In football and soccer, by keeping score, adjustments can be made that change the outcome of the game. Business visionaries & television personalities such as Kevin O’Leary aka “Mr. Wonderful”, Marcus Lemonis, and Jon Taffer, all have their go-to metrics. See examples below:
They get many proposals and get approached often with business ideas. The quickest way to determine if the business owner knows what he or she is doing is checking if they know their numbers.

Photo by Carlos Muza on Unsplash
Quite often, numbers can tell them if it’s even worth considering the company or project. Of course, sometimes the numbers won’t tell the whole story. Even then, they’re a great starting point for assessing what path the business will likely take.
If business owners could measure success, they would be able to observe their business. Then they could make critical adjustments. Accounting is a core business principle, yet so many treat it as a chore that comes once a year. Profit and Loss, also known as an income statement, helps visualize revenue, costs, and expenses. How do you go beyond the P&L status quo?
Far too many businesses don’t have any metrics to measure success. They know what it takes for businesses to generate money or lose money. They try to predict the future by asking themselves a series of business-related questions. Often they’re focused on debt or scaling the business. One of the other questions they ask is whether they help a product/service become more profitable.
This is a poor approach to have in business because it’s too vague. Not knowing your current numbers means you don’t know how you’re doing. Not having projections for the future means you won’t hit them.
Marcus Lemonis and Jon Taffer expect owners to know the income, expenses, and how much outstanding debt the business has. These numbers are mandatory for them. They should be mandatory for you, as well.

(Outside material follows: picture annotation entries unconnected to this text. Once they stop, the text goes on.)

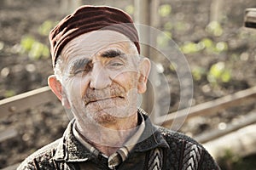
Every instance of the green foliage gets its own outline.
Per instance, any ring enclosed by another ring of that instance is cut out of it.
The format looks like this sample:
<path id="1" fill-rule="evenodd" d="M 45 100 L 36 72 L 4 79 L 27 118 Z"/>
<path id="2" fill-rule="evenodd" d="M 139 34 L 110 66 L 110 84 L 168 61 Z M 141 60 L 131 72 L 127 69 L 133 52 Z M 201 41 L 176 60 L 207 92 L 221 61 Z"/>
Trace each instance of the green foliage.
<path id="1" fill-rule="evenodd" d="M 128 6 L 125 7 L 125 10 L 129 14 L 134 14 L 134 6 L 133 5 L 128 5 Z"/>
<path id="2" fill-rule="evenodd" d="M 223 34 L 223 28 L 218 22 L 212 21 L 207 26 L 206 31 L 215 37 L 220 37 Z"/>
<path id="3" fill-rule="evenodd" d="M 200 81 L 204 75 L 207 74 L 207 71 L 203 67 L 195 67 L 192 70 L 192 76 L 194 80 Z"/>
<path id="4" fill-rule="evenodd" d="M 173 26 L 172 26 L 172 22 L 170 22 L 170 21 L 165 23 L 165 25 L 164 25 L 164 28 L 166 31 L 171 31 L 172 29 L 172 27 L 173 27 Z"/>
<path id="5" fill-rule="evenodd" d="M 166 48 L 169 41 L 172 38 L 171 31 L 164 31 L 164 34 L 160 34 L 156 37 L 157 46 L 160 48 Z"/>
<path id="6" fill-rule="evenodd" d="M 230 71 L 226 68 L 225 63 L 218 62 L 212 65 L 207 74 L 207 80 L 212 84 L 229 82 L 231 79 Z"/>
<path id="7" fill-rule="evenodd" d="M 32 36 L 25 36 L 20 41 L 21 53 L 28 54 L 28 56 L 33 60 L 40 58 L 48 58 L 49 50 L 48 47 L 37 41 Z"/>
<path id="8" fill-rule="evenodd" d="M 55 23 L 51 20 L 44 21 L 38 28 L 38 33 L 41 36 L 48 36 L 50 30 L 55 26 Z"/>
<path id="9" fill-rule="evenodd" d="M 181 50 L 183 54 L 193 54 L 201 51 L 202 48 L 203 46 L 201 43 L 187 42 L 181 47 Z"/>
<path id="10" fill-rule="evenodd" d="M 204 38 L 198 43 L 187 42 L 181 46 L 181 51 L 187 54 L 194 54 L 206 50 L 207 54 L 220 54 L 228 50 L 228 44 L 225 42 L 218 42 L 216 44 L 209 38 Z"/>
<path id="11" fill-rule="evenodd" d="M 160 6 L 158 12 L 161 17 L 166 17 L 172 13 L 172 7 L 170 4 L 163 4 Z"/>

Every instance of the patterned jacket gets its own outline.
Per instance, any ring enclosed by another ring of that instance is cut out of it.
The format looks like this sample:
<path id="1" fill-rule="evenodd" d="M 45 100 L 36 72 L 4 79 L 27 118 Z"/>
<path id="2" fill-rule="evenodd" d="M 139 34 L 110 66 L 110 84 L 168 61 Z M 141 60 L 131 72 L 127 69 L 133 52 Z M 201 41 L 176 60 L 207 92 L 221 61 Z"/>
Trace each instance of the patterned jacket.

We follow a simple process for collecting, analyzing, and using data.
- Build a baseline – understand how to compile the data.
- Use the data – what did you learn?
- Brainstorm – identify and experiment with different ways to increase customer lifetime value (CLTV).

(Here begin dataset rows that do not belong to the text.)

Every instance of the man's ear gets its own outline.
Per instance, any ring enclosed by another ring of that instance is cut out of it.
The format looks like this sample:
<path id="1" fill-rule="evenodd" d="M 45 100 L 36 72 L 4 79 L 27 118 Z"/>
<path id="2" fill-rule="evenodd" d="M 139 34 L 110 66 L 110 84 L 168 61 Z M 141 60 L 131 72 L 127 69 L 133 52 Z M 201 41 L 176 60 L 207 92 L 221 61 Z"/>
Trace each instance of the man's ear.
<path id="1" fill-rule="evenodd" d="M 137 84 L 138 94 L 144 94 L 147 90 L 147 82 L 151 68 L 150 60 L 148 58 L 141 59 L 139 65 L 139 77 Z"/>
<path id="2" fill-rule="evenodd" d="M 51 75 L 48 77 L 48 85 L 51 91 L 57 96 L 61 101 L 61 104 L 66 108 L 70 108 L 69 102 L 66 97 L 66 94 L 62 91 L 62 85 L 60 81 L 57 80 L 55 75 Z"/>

- Operating procedure – knowing how to use the data for different scenarios.
- Governance – having a strategy to maintain data standards and accuracy.
All of those values come from your balance sheet. Many owners don’t care enough about those numbers. That means if there’s a problem, they are ignorant about it, and they can’t fix the points of failure. A myth is that many businesses aren’t equipped to manage accounting records. The reality is that there are systems that can make tracking these numbers easy for any business.
In conclusion

Photo by Arturo Rey on Unsplash
Retail businesses cannot afford to not keep track of important metrics. The old excuse of “I run a small business, I can’t get data that easily” is out the window.

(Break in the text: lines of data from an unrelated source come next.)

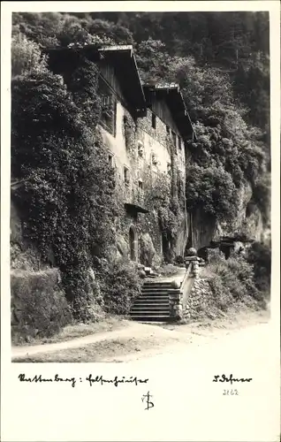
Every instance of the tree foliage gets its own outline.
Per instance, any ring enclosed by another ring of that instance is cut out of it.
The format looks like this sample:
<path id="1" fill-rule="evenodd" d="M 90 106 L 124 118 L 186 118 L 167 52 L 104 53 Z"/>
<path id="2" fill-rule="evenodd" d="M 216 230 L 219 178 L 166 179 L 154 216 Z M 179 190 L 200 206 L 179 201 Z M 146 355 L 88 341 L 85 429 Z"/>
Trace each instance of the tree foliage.
<path id="1" fill-rule="evenodd" d="M 95 69 L 88 75 L 97 103 Z M 73 306 L 77 298 L 87 305 L 92 256 L 106 253 L 113 240 L 118 213 L 113 171 L 96 130 L 84 119 L 84 101 L 74 103 L 60 76 L 32 70 L 17 77 L 11 89 L 11 173 L 24 179 L 17 196 L 25 234 L 42 259 L 53 251 Z M 92 119 L 96 124 L 98 115 Z"/>

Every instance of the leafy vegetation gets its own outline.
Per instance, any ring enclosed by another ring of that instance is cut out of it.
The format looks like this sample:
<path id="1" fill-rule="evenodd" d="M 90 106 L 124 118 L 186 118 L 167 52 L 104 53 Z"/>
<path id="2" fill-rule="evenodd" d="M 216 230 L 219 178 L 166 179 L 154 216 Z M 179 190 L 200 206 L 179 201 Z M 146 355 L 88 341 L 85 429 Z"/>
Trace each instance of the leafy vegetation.
<path id="1" fill-rule="evenodd" d="M 243 257 L 216 258 L 208 270 L 212 274 L 209 278 L 211 291 L 223 311 L 238 302 L 249 307 L 265 307 L 264 293 L 255 285 L 253 265 Z"/>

In today’s day and age, you’d be surprised at the tech capabilities for your business. Technology makes small businesses much more competitive. Or at least it provides the option. Many business owners don’t take advantage of it. We’re not just talking about financial metrics. We’re talking about logistics, CRM, full business automation. Click here to learn more about these options.
Technology reduces low-value work and automates it away. Why not help you and your staff focus on doing meaningful work? All while you’re receiving real-time health status of your business – through easily understandable data.